Por isso, continue a proferir palavras e desejos ocos; mas cheios de boas intenções; deixe-se absorver pelo consumismo exacerbado a que a massificação da propaganda o impele; compre, mais, sempre mais; endivide-se a si, aos filhos e aos netos para “possuir” bens materiais de que não necessita (embrulhados em plástico brilhante para poluir visivelmente) mas que lhe dão imenso gozo possuir mesmo sem os usar. Por exemplo um catamarã para navegar no Saara, um avião para a ilha do Corvo; um submarino para a Lagoa do Fogo.

Acredite que tem muitos amigos (mas só no Facebook); Sinta que é um bom católico e vá à missa, aos enterros e outras funções (quando não espezinha os que se cruzam consigo ou se esquece dos ensinamentos dos livros sagrados). Pense que é um bom patrão (só por ser condescendente com os súbditos, perdão, agora chamam-se “colaboradores”). Estacione no lugar dos “deficientes (só demora um minuto) sempre que não encontre lugar à porta do supermercado. Continue a ignorar como se circula numa rotunda; use a faixa do meio ou a da esquerda quando há mais do que uma nas autoestradas e vias rápidas; atire lixo ou beatas de cigarro do veículo em andamento ou para o chão se a papeleira estiver a mais de 20 m.

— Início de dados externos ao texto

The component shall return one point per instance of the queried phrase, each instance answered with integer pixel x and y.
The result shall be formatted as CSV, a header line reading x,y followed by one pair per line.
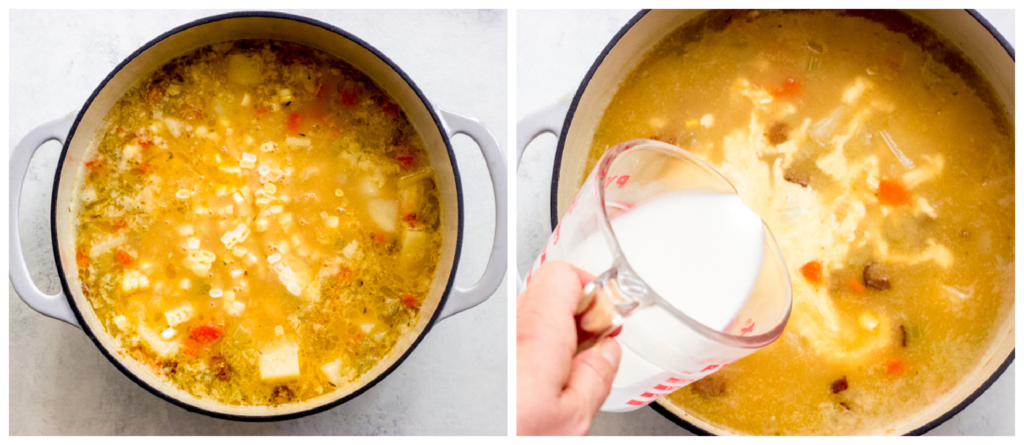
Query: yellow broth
x,y
808,115
258,223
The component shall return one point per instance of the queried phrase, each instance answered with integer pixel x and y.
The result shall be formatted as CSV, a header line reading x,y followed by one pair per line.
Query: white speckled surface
x,y
555,49
453,384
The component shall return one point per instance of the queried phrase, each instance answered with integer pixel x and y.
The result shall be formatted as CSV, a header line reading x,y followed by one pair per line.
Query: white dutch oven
x,y
435,126
574,126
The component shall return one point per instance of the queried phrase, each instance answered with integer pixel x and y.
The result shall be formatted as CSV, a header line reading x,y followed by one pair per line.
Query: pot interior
x,y
275,28
647,30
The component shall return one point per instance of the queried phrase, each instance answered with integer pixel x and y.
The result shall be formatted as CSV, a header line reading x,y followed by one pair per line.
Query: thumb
x,y
592,373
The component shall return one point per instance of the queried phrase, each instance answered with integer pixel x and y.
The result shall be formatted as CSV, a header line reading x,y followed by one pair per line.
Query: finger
x,y
560,282
592,373
546,327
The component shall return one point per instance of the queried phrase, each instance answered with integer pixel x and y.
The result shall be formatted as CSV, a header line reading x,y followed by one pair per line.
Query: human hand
x,y
557,391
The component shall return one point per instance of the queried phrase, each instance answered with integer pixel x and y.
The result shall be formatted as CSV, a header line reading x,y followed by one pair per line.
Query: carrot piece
x,y
895,366
347,98
812,271
192,348
81,259
124,258
407,162
294,121
791,87
856,286
409,300
205,334
892,192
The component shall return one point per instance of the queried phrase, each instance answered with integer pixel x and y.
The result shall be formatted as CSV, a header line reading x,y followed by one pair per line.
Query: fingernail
x,y
610,353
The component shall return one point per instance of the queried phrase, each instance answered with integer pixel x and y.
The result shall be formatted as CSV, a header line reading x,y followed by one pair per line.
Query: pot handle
x,y
547,120
54,306
465,298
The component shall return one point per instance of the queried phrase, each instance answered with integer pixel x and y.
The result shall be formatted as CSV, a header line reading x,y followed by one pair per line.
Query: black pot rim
x,y
312,409
554,217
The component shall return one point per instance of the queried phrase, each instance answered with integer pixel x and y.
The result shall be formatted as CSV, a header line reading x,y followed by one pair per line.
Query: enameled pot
x,y
434,126
574,125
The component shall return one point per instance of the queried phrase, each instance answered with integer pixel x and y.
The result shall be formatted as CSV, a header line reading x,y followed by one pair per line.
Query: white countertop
x,y
555,49
454,383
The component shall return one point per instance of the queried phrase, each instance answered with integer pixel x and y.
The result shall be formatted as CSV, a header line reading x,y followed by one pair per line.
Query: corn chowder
x,y
885,169
258,223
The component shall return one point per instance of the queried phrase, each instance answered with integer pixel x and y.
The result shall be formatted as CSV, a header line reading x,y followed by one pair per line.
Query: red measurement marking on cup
x,y
748,327
617,180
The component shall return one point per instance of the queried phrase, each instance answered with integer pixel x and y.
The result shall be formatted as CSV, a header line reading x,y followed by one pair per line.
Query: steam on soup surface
x,y
258,223
887,178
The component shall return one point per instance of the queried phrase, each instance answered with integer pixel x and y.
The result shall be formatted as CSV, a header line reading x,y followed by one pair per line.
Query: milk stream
x,y
701,253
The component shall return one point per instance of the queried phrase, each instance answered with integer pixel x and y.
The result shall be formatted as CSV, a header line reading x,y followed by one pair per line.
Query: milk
x,y
701,253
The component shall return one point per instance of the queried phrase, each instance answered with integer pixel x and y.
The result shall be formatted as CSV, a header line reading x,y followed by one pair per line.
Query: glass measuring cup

Terá, à sua frente, um futuro brilhante como o de Marco Túlio Cícero, advogado, político, escritor e filósofo. A sua influência na história da prosa subsequente é enorme. A ele se deve a introdução e o desenvolvimento da filosofia grega no mundo romano, bem como a criação de um vocabulário filosófico novo que incluiu termos como evidentia, humanitas, qualitas, quantitas e essentia. Morreu em 43 a.C. de morte matada. As suas mãos e a cabeça foram publicamente exibidas por ordem de Marco António.

Se ainda não deu destino aos seus bens, pense nisso, pode não os ter amanhã. Quando os empregos acabarem vai viver de quê? Há tanta civilização, conhecida e desconhecida, que desapareceu. Algumas deixaram rastos visíveis, outras sumiram e nem conseguimos interpretar os vestígios para avaliar as causas do desaparecimento, é conjeturável que o mesmo suceda à nossa. Tudo começará do zero, com os sobreviventes, se os houver. Como a História nos ensina, serão os tecnologicamente menos atualizados (aborígenes australianos em contexto tribal). Demorará milhares de anos uma nova evolução tecnológica e ficarão a pairar nos céus satélites obsoletos, perecerão as torres de comunicações indispensáveis à civilização atual, a natureza ocupará os edifícios abandonados, as areias enterrarão os exageros dos Emirados, e, alguém descobrirá os vestígios desta civilização como descobriram Borobodur (Indonésia, Java, construído no séc. IX ressurgido em 1814 ou Angkor Vat, Camboja 1860, que não foi totalmente redescoberto) ou cidades Maias na selva, soterradas por séculos.

E parafraseando um mago da música, Roger Waters: “This species has amused itself to death” que é como quem diz “esta espécie (humana) divertiu-se imenso até à morte”. Seja feliz enquanto pode.